The majority of the remaining work, therefore, is in the generation of entropy-encoded bitstreams, bitstream management, and synchronization.

8. Summary and Conclusions

We’ve successfully demonstrated a video compression and decompression system. It does not fully implement H.261, as we have not yet built the entropy encoder. However, it does do motion estimation, compensation, and macroblock-level encoding and quantization. In addition, it works in real-time with an aggregate rate of 1.2 frames per second, although it does require almost 3 Mbps of network bandwith. Once the entropy encoding is included, the network utilization will drop significantly, and as network access time is a major part of the overall frame processing time, the average frame rate should increase.

We have discovered several things while implementing this portion of our project.

(1) Project is not pure research and efficiency is vital. Although MAD and three step search may not give the optimum results, they are effective and reduce a lot of computation.

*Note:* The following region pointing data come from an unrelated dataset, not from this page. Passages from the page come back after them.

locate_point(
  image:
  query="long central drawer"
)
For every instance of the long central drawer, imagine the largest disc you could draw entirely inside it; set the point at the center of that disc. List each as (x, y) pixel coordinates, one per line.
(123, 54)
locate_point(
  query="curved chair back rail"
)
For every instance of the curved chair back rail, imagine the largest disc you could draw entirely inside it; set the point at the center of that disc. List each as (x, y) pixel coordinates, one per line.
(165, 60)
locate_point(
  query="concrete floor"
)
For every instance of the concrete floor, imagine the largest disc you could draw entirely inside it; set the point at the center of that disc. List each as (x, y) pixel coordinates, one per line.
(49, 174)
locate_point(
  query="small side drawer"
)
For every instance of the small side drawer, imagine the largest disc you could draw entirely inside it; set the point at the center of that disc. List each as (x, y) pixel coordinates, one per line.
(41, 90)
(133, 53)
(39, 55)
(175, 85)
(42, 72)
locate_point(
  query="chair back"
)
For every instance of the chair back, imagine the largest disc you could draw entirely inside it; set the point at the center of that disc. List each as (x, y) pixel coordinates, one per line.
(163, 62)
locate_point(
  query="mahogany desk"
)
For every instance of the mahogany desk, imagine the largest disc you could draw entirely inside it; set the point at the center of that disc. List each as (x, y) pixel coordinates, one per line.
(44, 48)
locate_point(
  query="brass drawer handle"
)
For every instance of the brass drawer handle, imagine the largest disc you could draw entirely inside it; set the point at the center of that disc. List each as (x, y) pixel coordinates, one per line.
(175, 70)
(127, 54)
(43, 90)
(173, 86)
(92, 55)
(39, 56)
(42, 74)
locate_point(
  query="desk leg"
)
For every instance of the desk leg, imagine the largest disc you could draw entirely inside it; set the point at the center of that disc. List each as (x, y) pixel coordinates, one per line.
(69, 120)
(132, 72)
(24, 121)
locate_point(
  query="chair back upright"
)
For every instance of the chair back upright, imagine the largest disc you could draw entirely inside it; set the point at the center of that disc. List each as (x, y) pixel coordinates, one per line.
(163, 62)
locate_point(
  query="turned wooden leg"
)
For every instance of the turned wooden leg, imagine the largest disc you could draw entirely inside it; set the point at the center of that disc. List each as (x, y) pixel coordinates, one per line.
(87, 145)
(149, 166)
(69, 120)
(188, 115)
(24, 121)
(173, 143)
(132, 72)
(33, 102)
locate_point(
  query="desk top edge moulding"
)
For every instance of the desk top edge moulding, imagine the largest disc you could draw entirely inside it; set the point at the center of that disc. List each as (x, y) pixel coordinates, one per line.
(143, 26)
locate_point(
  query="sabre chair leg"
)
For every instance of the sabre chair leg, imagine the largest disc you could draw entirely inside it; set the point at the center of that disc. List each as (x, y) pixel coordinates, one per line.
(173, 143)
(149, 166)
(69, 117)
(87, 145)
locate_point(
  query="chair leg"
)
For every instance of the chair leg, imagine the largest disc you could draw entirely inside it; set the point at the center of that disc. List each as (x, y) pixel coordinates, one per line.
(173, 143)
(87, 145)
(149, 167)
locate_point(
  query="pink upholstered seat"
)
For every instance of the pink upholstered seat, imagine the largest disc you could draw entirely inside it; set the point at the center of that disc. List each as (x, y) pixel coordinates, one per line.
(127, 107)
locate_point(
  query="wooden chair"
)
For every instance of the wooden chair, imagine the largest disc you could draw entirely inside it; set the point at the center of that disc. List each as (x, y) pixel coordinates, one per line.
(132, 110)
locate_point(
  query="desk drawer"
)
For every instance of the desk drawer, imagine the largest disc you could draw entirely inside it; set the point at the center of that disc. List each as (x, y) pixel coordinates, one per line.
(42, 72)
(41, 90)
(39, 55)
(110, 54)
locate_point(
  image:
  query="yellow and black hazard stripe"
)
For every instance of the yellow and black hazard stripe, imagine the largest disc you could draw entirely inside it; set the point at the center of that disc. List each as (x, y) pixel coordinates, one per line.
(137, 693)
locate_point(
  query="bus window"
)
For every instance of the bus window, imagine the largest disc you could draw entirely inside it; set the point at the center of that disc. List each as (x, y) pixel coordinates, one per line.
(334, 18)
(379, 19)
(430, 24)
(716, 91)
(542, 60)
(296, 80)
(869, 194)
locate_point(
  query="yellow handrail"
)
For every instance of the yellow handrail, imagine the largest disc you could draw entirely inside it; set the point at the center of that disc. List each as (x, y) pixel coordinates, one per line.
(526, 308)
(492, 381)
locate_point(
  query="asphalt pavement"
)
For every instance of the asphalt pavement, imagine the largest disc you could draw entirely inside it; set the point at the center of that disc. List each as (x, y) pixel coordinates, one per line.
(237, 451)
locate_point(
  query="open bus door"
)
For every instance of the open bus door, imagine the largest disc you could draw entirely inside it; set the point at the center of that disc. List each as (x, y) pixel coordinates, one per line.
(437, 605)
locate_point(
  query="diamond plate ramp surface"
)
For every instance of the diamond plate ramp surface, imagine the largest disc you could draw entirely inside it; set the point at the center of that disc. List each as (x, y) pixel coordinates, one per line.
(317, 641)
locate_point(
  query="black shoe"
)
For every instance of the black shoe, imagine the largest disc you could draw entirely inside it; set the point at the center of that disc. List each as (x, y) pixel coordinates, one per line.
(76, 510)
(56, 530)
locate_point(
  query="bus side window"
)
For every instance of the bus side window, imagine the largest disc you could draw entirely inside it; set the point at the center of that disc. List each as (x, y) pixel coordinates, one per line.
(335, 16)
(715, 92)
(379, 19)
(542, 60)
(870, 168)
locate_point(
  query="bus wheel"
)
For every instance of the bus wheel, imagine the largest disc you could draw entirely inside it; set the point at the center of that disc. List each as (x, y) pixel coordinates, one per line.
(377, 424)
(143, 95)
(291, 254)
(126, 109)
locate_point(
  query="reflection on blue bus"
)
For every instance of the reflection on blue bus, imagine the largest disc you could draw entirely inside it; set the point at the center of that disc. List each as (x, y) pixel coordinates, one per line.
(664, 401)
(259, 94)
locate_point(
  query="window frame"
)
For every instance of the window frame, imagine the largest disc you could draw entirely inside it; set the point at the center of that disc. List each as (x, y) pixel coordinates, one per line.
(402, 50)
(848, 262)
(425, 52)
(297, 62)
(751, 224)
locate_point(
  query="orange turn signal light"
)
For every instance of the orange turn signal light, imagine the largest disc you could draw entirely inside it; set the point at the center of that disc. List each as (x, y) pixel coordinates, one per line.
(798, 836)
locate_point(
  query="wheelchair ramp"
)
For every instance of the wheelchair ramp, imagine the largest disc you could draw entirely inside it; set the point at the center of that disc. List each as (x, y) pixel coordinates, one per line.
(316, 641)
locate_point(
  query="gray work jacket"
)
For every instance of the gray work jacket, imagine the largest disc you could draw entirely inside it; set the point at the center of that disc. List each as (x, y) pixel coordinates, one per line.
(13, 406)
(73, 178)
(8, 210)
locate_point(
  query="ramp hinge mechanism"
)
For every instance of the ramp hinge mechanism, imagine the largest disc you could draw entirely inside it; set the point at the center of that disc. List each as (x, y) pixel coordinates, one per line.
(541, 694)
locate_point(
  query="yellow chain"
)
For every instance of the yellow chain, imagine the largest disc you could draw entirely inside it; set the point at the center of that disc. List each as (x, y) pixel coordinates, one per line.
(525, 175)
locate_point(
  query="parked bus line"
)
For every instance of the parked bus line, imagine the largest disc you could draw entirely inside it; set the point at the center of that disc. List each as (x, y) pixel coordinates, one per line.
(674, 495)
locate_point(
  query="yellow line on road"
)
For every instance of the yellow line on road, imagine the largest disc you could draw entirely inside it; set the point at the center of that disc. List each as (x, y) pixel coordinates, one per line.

(2) Encoder and decoder should be developed in parallel or by one person. Some minor inconsistency between these two codes would arise a lot of problems during the stage of integration.

(3) We have learned the implementation of fast DCT and inverse DCT. FDCT can run five times faster than a conventional DCT. The performance of the decoder is greatly improved by using the fast DCT. We have fully understood the process of motion compensation in video compression.

(4) We now have an understanding of different color spaces, color dithering, and some idea about algorithms for manipulating image formats.

(5) We also have an understanding of some of the behaviors of hardware used in video systems.

(6) Finally, we’ve learned that group projects work best if there are specific goals that can be reached. In addition, having a common working environment is almost necessary, for issues in portability and development environments can overwhelm the overall goals of the project.